Behold, at last, that man for it is he,
So often foretold to your listening ears,
Augustus Caesar, kindred of Jupiter.
He brings a golden age.”
From The Aeneid by Virgil.
It slithered away from her with a tail the colours of gold, green, and blue. Although it was slippery she held it in her hand and looked at the wonder of it, before she placed the eager creature
on the mustard green seaweed. It was a tiny version of her, complete with coppery hair that fell to its small waist. Soon there were more of them, a dozen in all, scaled from the tail to the neck, with arms and upper bodies that bore the traces of their affiliation with human beings. Their pale faces looked human but human they were not.
How could she keep them safe this time? They were so small but not entirely helpless. They were wildly curious and indifferent to the many dangers of the sea. Her cavern would be their sanctuary for a while but keeping them contained had always been a problem. Her last brood had fallen prey to sea-hunters and also her tiny creatures had fed upon one another to survive.
Lamia would bring them food for a while but then the lure of the open sea, with a thousand different enticements, would be too much for them and they would be gone.
A snowstorm reared its head, unusual for any time of year in that part of the world, and headed towards the island where lay her cave. A ship was heading her way too, and that meant food for the Lamiae; her children would not go hungry as they writhed and explored the swells of water that threatened to send them crashing against the cavern walls.
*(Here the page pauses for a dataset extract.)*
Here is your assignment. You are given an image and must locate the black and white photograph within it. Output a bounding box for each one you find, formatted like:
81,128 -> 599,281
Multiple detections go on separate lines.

“Eleven, only eleven now,” hissed Lamia to her offspring. Small, sly faces with eyes the colour of green ice laughed back at her as she offered her breast to each in turn. She would have to get food for them before the storm, as they grew too quickly to be only fed by her, and besides they latched on to her too savagely with their sharp needlepoint teeth. She would not leave them in the cavern with the threat of being pummelled against the rocks. In her lair she had a fisherman’s net that she gently lay and bound the baby Lamiae within, placing them above the water in a niche far from the cavern’s entrance. In a flash of coppery green Lamia swam deep under water, out of the cavern, leaving her infants screaming behind her.
The ship had anchored in the natural harbour and seemed to be safe from the rising storm.